The relaxation method is then nothing more than evolving this finite-difference version of the diffusion equation forward in time until the solution reaches a steady state. At this point the potential, V(x), has "relaxed" to the unique solution to Laplace's equation and the potential at any point is given exactly by the average of its two neighbors.

A numerical solution to the one-dimensional Laplace equation would look like the following:

  • Declare a 1D array to store the electrostatic potential, V(nx)
  • Set the boundary conditions (these values are fixed by the problem)
    • V[0] = -1 (first number in array)
    • V[nx-1] = +1 (last number in array)
  • Iterate the relaxation equation many times for each point on the grid
    • V[i] = 0.5 * (V[i-1] + V[i+1])
  • Compare the final solution with the correct answer (a straight line)

Exercise: Write a program to solve the 1D Laplace equation for a given set of boundary conditions. Plot out the solution for different numbers of iterations. Qualitatively speaking, how many steps are needed to reach a "good" solution?

The figure above shows the solution, V(x), after 100, 200, 400, and 800 steps. From this we can see that after 800 steps the solution is close the the anticipated straight line, but to be useful we would like to have some means within the program of knowing how many steps are needed to reach the correct solution. Of course this brings up the question of how correct is correct!

One might rephrase this question to ask how many iterations are needed such that the solution does not change by more than 0.1% in a timestep. Lets try to answer this question by adding some code to keep track of the average change in potential at each iteration:

Vold = V.copy()
for i in range(1,nx-1):
   V[i] = 0.5 * (V[i+1] + V[i-1])
u = (V - Vold)
err = sqrt(dot(u,u))

This is not a very practical approach because the value of err corresponding to a given accuracy of the solution depends strongly on the number of zones in the grid. In our case we know the exact solution, so we can instead sum up the difference between our iterated solution and the true solution.
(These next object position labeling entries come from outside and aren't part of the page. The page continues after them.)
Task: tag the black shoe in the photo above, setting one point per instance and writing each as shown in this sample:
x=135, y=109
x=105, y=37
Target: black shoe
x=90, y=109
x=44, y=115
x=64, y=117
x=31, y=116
Vtrue = linspace(-1.,+1.,nx)
u = (V - Vtrue)
err = sqrt(dot(u,u))

We can then use this error calculation and have the relaxation method iterate until the error drops below some specified value, say 0.1%.

Before proceeding further, lets make use of numpy to make our code much faster. If you are using a for loop to loop over your 1D grid, you can speed up your code significantly by using numpy's intrinsic indexing. The following loop over the interior of the grid (not touching the two end points representing the boundary conditions

for i in range(1,nx-1):
   V[i] = 0.5 * (V[i+1] + V[i-1])

can be replaced by the single statement

V[1:-1] = 0.5*(V[:-2] + V[2:])

which states that nx-2 values of V from 1 (the second value since the first is index zero) to the (last minus 1) value are to be replaced with the average of the values from the first (default, since nothing specified) to the (last minus 2) and the values from the third to the last (default). How much faster does your code run with this line replacing a for loop?

Assignment: Compute the electrostatic potential for a two-dimensional box with 3 sides fixed at zero potential and one side fixed at +1V.

This image was created with

imshow(V, extent=[0,1,0,1], cmap='ocean')
colorbar()

A list of available colormaps is available at matplotlib.org.